Num lance capaz de causar qualquer esgotamento a um adepto portista, Havertz bateu um penalti de forma extremamente deficiente e Marchesin defendeu sem problemas. Porém, o lance foi ao VAR e acabou por ter de ser repetido, pois o guardião argentino — resultado de uma paradinha do alemão que passou impune — estava com os pés fora da linha no momento do remate. Na repetição, o craque atirou para o mesmo lado mas não voltou a falhar.
Como tinha ocorrido na primeira parte, à medicação dolorosa do Bayer Leverkusen, o Porto respondeu com novo e revigorado despertar. Apesar dos farmacêuticos ainda somarem alguns lances perigosos, os dragões passaram a dividir as operações, muito por força das entradas de Nakajima, Danilo e Zé Luís. Foi a vinda deste segundo, aliás, que mitigou o mau jogo da sua equipa.
Incapaz de criar lances letais em jogo corrido, o Porto serviu-se de uma bola parada para finalmente marcar golo. O livre lateral marcado por Alex Telles encontrou a cabeça de Zé Luís, que fulminou Hrádecký. O guarda-redes, defendendo com a cara, deixou a bola a pairar sobre a linha de golo, com Luís Díaz a certificar-se que os dragões reduziam a desvantagem.
O Porto melhorou na sua postura em campo, mas tal não produziu resultados efetivos, e até ao fim do jogo o melhor lance pertenceu a Volland, perdendo o derradeiro duelo com Marchesin, que esteve intratável. Os dragões mantiveram o seu mau registo na Alemanha e não foi desta que encontraram a panaceia que lhes permita contrariar esse histórico.
Bitaites e postas de pescada
O que é que é isso, ó meu?
Desde que foi contratado ao Portimonense, no mercado de inverno de 2018-19, Wilson Manafá nunca deu provas de ser verdadeiramente o lateral que o Porto necessitava. Hoje não foi o dia em que contrariou essa visão. O seu lado foi o mais visado pelo ataque do Leverkusen e o defesa está nos dois golos dos alemães: se no primeiro, Alário está por si a ser marcado — mas apenas com os olhos —, no segundo foi a sua inabilidade de parar Volland que o fez consentir um penálti.

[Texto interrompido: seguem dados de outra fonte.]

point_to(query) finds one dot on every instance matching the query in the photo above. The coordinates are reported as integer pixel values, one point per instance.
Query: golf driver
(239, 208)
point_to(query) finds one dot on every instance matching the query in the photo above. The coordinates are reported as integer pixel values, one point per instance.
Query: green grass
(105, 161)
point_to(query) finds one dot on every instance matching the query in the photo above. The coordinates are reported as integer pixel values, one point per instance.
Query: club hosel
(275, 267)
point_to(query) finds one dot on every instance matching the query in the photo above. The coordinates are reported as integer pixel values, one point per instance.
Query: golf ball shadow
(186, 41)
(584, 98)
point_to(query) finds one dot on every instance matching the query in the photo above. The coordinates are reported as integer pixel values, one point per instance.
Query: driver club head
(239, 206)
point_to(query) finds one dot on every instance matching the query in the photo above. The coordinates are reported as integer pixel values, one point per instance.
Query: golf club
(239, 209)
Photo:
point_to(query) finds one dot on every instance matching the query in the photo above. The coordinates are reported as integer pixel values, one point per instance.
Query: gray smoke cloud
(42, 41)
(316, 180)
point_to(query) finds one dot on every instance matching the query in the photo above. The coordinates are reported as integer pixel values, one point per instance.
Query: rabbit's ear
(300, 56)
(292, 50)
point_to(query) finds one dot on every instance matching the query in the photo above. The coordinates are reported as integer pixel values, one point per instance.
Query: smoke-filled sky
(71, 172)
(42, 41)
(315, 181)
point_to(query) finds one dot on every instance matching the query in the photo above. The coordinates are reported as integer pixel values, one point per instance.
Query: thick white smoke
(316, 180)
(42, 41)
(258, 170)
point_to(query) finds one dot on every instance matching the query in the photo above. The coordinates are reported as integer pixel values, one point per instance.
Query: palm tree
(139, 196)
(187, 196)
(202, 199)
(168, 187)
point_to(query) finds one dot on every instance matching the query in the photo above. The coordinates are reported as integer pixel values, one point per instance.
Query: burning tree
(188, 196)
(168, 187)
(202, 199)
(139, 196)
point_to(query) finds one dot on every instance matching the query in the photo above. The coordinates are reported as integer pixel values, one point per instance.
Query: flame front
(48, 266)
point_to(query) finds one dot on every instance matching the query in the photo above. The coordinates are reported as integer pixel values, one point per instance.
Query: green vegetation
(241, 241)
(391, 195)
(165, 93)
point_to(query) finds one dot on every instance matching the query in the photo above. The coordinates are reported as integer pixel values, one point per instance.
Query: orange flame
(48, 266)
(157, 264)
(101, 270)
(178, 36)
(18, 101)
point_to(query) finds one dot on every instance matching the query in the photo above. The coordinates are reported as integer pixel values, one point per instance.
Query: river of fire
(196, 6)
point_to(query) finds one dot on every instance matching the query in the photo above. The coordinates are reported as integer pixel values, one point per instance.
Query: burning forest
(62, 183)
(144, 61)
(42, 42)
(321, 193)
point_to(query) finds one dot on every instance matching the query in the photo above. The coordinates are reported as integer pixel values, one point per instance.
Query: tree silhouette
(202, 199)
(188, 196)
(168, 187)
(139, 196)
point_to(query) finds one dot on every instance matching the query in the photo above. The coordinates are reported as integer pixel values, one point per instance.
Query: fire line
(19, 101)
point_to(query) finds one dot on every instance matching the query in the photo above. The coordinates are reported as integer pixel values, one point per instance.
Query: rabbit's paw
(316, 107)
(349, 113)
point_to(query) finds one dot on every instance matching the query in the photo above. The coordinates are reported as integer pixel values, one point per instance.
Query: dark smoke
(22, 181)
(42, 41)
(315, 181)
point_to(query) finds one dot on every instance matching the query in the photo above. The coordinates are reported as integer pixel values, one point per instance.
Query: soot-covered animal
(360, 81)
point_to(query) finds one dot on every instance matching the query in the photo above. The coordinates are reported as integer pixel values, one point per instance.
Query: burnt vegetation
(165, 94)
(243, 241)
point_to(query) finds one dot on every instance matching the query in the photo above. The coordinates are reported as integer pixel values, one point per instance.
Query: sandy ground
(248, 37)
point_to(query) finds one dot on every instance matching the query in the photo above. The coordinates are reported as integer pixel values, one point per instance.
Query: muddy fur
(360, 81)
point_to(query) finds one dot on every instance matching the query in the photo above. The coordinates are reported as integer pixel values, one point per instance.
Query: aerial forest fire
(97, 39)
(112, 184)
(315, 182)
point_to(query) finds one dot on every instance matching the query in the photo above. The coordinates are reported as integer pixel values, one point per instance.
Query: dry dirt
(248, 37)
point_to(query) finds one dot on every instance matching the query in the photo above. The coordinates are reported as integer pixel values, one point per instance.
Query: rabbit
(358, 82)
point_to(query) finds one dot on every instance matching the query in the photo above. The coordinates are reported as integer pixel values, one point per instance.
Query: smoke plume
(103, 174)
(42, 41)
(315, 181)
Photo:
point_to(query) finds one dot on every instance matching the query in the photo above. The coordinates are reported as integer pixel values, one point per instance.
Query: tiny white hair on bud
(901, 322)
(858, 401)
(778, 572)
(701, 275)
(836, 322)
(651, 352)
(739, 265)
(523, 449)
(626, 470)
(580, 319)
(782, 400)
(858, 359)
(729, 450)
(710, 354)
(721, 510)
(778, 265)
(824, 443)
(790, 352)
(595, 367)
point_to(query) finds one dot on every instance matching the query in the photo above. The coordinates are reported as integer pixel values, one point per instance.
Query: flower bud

Volland, a vantagem de ter duas pernas
Eram prometidos grandes voos a Kevin Volland, mas o avançado alemão, apesar de toda a sua classe, nunca chegou a abrir verdadeiramente as asas. Ainda assim, é um valor seguro neste Leverkusen, tal como o demonstrou hoje. Apesar de Havertz ser o menino de ouro desta equipa, foi por Volland que passaram grande parte das ocasiões de perigo da equipa da casa, testando Marchesín mais do que uma vez e ganhando o penálti que garantiu a vitória.
Fica na retina o cheiro de bom futebol
Cheirinho a FIFA Street em Leverkusen, com dois lances de "joga bonito". Se por um lado não estranha ver Alex Telles a dar continuidade a essa nobre tradição, sendo ele brasileiro, ao dar uma "nozada" com uma roleta num raid ofensivo, por outro desconhece-se se Kevin Volland tenha sangue proveniente de Vera Cruz, mas o avançado mostrou atrevimento num passe sem olhar que isolou Amiri.
Nem com dois pulmões chegava a essa bola
É um lance triste em que ninguém fica bem visto. Kai Havertz marca um pénalti péssimo, Marchesin responde a essa demonstração ao defender fora da linha de golo e o árbitro esquece-se que o guardião argentino apenas o fez ao responder a uma "paradinha" no lance. Pode haver muitas curas a serem desenvolvidas pela indústria farmacêutica, mas não para a nabice.